In an average Romantic film, no character would ever acknowledge their perceived role in the story. It is a brief moment of dialogue that goes against the audience’s expectations of the genre. That line of dialogue is not the sole reason for the film to have no villains in the story.
Arthur is the film’s only real “obstacle” that Nora and Hae Sung have to try and conquer. Once Hae Sung and Nora reunite, there is a palpable fear of Arthur entering the story. Song’s screenplay makes viewers wonder if he could disrupt their time together. It is not until Arthur and Hae Sung speak to one another that viewers realize it isn’t the case. Arthur realizes his role in the story is not that of villainy. He realizes that no matter the love Nora and Hae Sung have for one another, they cannot disrupt fate.
Romantic Films Do Not Always Have Happy Endings
Classic Romantic films give the characters a happy and emotionally satisfying ending. Those endings want to give the characters closure and a sense of happiness for the future. Real life does not always give people a happy ending. In a coming-of-age story, characters need to learn from hardships. Past Lives is a “coming-of-age” story disguised as a years-long romance. Its “coming-of-age” message teaches the characters about more mature and relatable themes.
The themes of Past Lives are more mature than your standard romantic film. Fate has pushed these characters in opposite directions. In the movie, they both have made impressive lives for themselves. There is no scenario in which Nora drops everything to run away with Hae Sung. She has built an honest and good life for herself in New York City that has Arthur by her side. Her life does not have room to be upended in the way American romance films have portrayed.
Nora, Hae Sung, and Arthur are characters who live in a realistic world. Real life is much different than romantic fantasies. There’s a painful truth in knowing that both Nora and Hae Sung cannot be together. Both characters admit this, making their time together feel more impactful.
It is a subtle moment that does not just give the characters a typical, romantic “happy ending.” Instead, it allows them to live in the moment and enjoy every second of it. “Living in the moment” is a theme that does not normally appear in Romantic films. Exploring that theme in Past Lives makes the realization of “no happy ending” feel more palatable.

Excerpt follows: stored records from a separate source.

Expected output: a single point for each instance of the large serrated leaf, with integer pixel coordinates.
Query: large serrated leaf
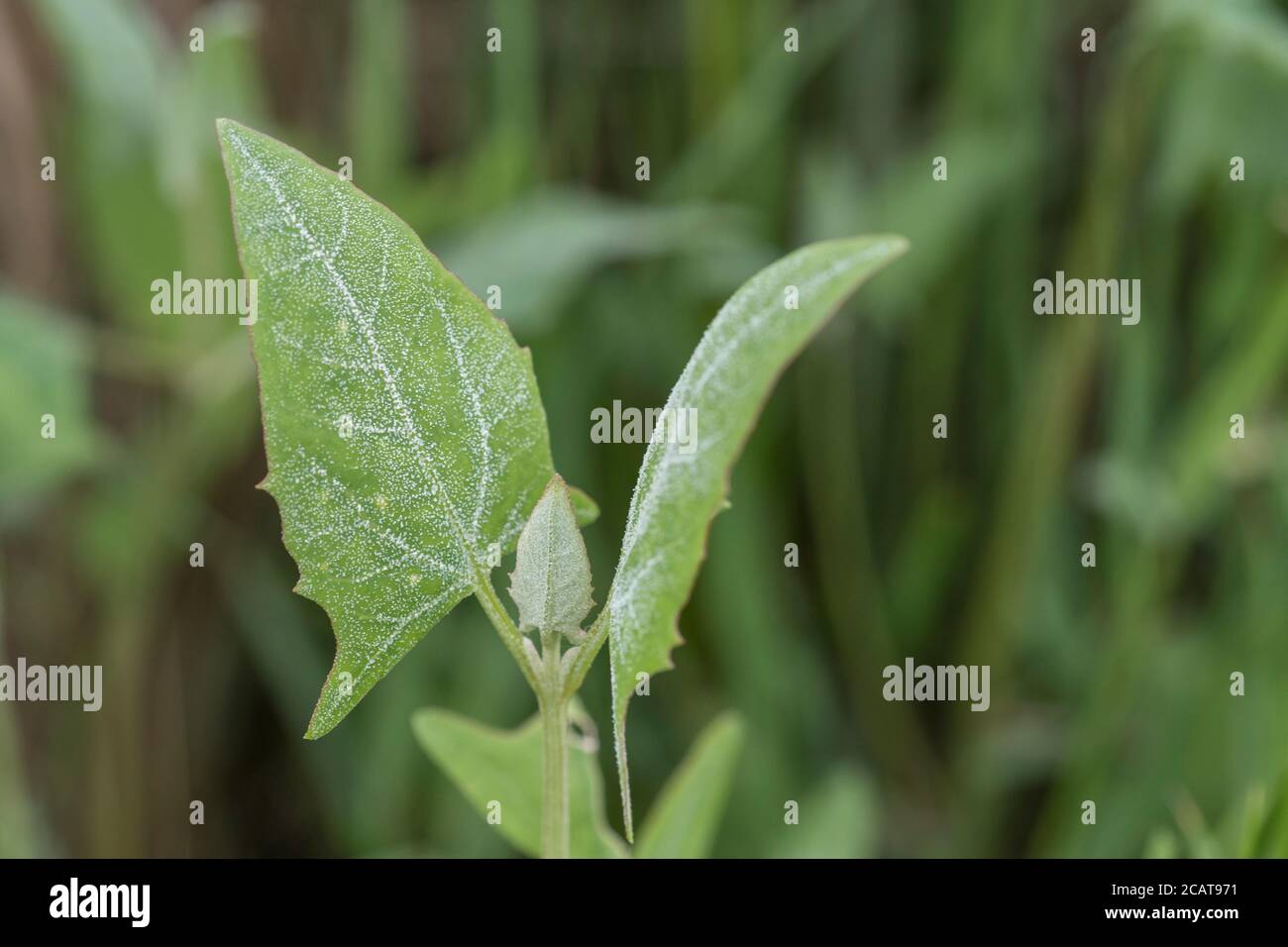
(402, 423)
(683, 482)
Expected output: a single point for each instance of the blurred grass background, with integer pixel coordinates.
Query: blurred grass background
(1109, 684)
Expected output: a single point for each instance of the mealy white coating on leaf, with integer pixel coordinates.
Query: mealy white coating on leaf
(729, 375)
(402, 424)
(550, 582)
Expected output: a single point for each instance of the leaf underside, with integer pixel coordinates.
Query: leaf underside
(682, 486)
(502, 770)
(402, 424)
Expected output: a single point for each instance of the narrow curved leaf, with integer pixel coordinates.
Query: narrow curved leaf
(402, 423)
(683, 480)
(503, 767)
(684, 819)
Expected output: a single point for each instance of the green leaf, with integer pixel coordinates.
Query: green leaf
(44, 364)
(683, 480)
(838, 819)
(550, 582)
(490, 766)
(402, 423)
(684, 819)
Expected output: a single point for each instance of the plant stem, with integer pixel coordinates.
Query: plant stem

Past Lives will be considered by many to be a slow-burn film. Having stories that are slow burns is not uncommon for A24. This film being a slow burn, shows a new level of maturity for the studio. That maturity indicates just how special this independent Korean drama is for today’s audiences. Its story treats the audience as mature individuals who understand how life works. Those story and filmmaking sensibilities help explain why Past Lives reinvents the rules of Romantic movies.